DNA’daki pentoz şekeri deoksiribozdur ve RNA’da şeker ribozdur. Şekerler arasındaki fark, ribozun ikinci karbonunda hidroksil grubunun ve deoksiribozun ikinci karbonunda hidrojenin bulunmasıdır. Fosfat rezidüsü, bir şekerin 5′ karbonunun hidroksil grubuna ve bir sonraki nükleotidin şekerinin 3′ karbonunun hidroksil grubuna bağlanır ve bu 5′–3′ fosfodiester bağı oluşturur.

DNA Çift Sarmal Yapısı

DNA çift sarmal bir yapıya sahiptir. Şeker ve fosfat sarmalın dışında yer alır ve DNA’nın omurgasını oluşturur. Azotlu bazlar, bir çift merdiven basamağı gibi iç kısımda istiflenmiştir. Hidrojen bağları çiftleri birbirine bağlar. Çift sarmaldaki her baz çifti, bir sonraki baz çiftinden 0,34 nm ile ayrılır. Sarmalın iki ipliği zıt yönlerde ilerler, yani bir ipliğin 5′ karbon ucu, eşleşen ipliğin 3′ karbon ucuna bakacaktır. Yalnızca belirli baz eşleştirme türlerine izin verilir – A, T ile eşleşebilir ve G, C ile eşleşebilir. Bu tamamlayıcı temel kuraldır. Başka bir deyişle, DNA zincirleri birbirini tamamlayıcıdır.

RNA

Ribonükleik asit veya RNA, esas olarak DNA yönetimi altında protein sentezi sürecinde yer alır. RNA genellikle tek ipliklidir ve fosfodiester bağlarıyla birbirine bağlanan ribonükleotitlerden oluşur.

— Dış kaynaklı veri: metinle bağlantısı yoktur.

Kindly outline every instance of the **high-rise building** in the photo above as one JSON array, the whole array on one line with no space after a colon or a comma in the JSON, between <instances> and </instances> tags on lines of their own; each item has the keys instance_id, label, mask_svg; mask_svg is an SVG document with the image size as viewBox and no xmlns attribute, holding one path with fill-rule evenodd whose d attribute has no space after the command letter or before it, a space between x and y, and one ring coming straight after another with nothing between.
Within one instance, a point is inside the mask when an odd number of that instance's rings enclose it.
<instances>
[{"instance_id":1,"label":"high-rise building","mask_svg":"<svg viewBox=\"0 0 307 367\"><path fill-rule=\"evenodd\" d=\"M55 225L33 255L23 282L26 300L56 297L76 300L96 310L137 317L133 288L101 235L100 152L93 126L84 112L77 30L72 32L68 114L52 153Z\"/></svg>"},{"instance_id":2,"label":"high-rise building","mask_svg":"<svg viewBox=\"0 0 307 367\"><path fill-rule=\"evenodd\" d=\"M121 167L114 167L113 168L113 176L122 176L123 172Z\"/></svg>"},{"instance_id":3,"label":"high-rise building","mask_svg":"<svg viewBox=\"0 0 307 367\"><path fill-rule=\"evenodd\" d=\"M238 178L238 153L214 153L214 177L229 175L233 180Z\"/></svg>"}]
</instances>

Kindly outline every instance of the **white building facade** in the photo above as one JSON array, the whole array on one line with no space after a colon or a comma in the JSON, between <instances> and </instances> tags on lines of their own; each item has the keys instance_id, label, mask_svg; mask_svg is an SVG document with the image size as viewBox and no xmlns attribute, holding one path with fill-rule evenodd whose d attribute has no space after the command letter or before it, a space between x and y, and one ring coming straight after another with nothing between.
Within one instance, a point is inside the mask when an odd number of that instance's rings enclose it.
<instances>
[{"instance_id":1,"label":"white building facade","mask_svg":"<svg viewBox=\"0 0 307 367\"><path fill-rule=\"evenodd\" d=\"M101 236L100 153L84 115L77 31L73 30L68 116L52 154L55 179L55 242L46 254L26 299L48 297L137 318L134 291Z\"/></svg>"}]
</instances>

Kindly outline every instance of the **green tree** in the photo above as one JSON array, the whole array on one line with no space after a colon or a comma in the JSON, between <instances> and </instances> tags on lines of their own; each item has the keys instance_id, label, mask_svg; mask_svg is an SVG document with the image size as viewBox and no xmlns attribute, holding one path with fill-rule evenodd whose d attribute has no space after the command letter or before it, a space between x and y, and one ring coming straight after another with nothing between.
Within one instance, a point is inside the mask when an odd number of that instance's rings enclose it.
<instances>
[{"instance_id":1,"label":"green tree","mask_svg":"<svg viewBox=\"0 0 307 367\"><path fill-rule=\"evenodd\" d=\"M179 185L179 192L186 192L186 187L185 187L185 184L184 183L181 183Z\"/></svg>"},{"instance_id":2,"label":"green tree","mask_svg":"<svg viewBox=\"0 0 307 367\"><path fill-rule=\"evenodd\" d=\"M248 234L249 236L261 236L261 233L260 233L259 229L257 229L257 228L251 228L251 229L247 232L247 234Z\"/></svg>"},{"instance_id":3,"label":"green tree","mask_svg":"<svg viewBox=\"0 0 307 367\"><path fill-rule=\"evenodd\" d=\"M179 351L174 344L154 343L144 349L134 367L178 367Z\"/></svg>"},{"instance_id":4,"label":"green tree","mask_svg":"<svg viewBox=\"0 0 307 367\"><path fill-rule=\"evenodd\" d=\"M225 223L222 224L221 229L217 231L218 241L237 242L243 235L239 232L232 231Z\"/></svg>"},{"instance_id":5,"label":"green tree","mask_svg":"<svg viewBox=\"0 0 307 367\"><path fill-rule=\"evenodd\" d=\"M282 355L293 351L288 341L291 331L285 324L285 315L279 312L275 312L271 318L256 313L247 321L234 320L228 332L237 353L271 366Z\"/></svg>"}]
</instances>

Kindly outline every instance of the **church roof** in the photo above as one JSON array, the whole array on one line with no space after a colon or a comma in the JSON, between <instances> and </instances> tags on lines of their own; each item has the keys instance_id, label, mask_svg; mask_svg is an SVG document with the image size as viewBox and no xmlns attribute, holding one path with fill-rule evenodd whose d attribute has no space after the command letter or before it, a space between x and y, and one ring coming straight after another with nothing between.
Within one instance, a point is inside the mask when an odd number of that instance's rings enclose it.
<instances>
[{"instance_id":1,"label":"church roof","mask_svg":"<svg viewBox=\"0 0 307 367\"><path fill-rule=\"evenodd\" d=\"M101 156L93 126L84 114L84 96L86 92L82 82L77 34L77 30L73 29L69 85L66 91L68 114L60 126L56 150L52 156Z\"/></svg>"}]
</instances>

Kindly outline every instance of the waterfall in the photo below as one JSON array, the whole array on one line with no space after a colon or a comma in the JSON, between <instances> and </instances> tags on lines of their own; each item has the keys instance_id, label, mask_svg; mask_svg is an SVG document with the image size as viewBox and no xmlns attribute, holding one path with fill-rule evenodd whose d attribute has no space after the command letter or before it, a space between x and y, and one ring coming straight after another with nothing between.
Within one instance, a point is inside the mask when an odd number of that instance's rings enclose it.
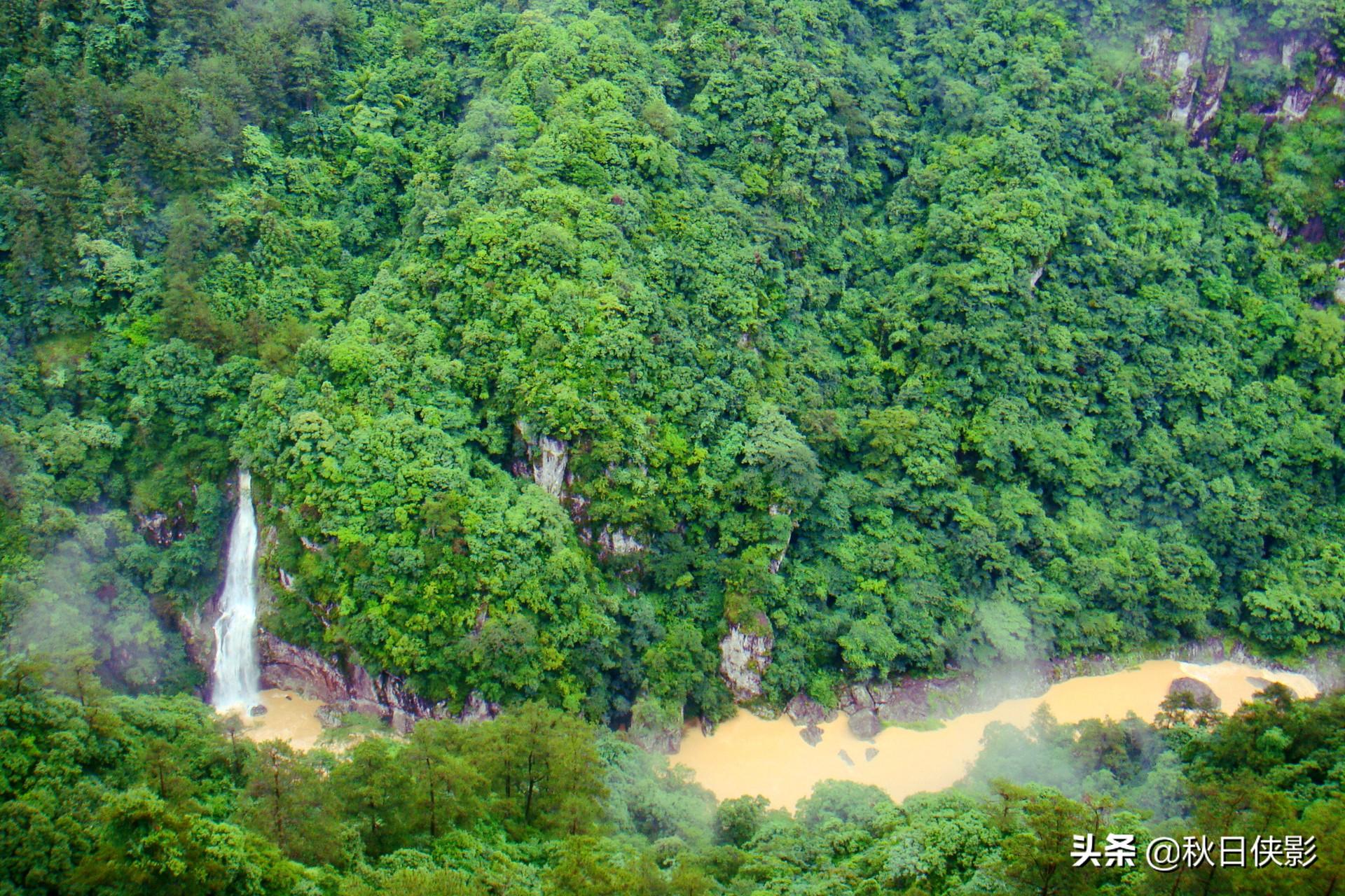
<instances>
[{"instance_id":1,"label":"waterfall","mask_svg":"<svg viewBox=\"0 0 1345 896\"><path fill-rule=\"evenodd\" d=\"M238 470L238 510L229 533L229 568L215 619L217 709L257 703L257 517L252 505L252 476Z\"/></svg>"}]
</instances>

Dört ana RNA türü vardır: haberci RNA (mRNA), ribozomal RNA (rRNA), transfer RNA (tRNA) ve mikroRNA (miRNA). Birincisi, mRNA, bir hücredeki tüm hücresel aktiviteleri kontrol eden DNA’dan gelen mesajı taşır. Bir hücre belirli bir proteine ihtiyaç duyarsa, onun geni “açılır” ve haberci RNA çekirdekte sentezlenir. RNA baz dizisi, kopyalandığı DNA’nın kodlama dizisini tamamlayıcıdır. Sitoplazmada, mRNA ribozomlar ve diğer hücresel mekanizmalarla etkileşime girer.

mRNA, kodonlar olarak bilinen üç bazdan oluşan setler halinde okunur. Her kodon, tek bir amino asidi kodlar. Bu şekilde mRNA okunur ve protein ürünü yapılır. Ribozomal RNA (rRNA), mRNA’nın bağlandığı ribozomların ana bileşenidir. rRNA, mRNA ve ribozomların uygun şekilde hizalanmasını sağlar. Ribozomun rRNA’sı ayrıca bir enzimatik aktiviteye (peptidil transferaz) sahiptir ve iki hizalanmış amino asit arasında peptit bağı oluşumunu katalize eder. Transfer RNA (tRNA), genellikle 70-90 nükleotid uzunluğundaki dört RNA türünün en küçüğünden biridir. Doğru amino asidi protein sentez bölgesine taşır. Doğru amino asidin kendisini polipeptit zincirine eklemesine izin veren tRNA ve mRNA arasındaki baz eşleşmesidir. mikroRNA’lar en küçük RNA molekülleridir ve rolleri, belirli mRNA mesajlarının expresyonuna müdahale ederek gen ekspresyonunun düzenlenmesini içerir.

RNA tek sarmallı olmasına rağmen, çoğu RNA türü, tamamlayıcı diziler arasında kapsamlı intramoleküler baz eşleşmesi gösterir ve işlevleri için gerekli olan öngörülebilir üç boyutlu bir yapı oluşturur.

Bu metin bu kaynaktan uyarlanmıştır: Openstax, Biology 2e, Chapter 3.5: Nucleic Acids.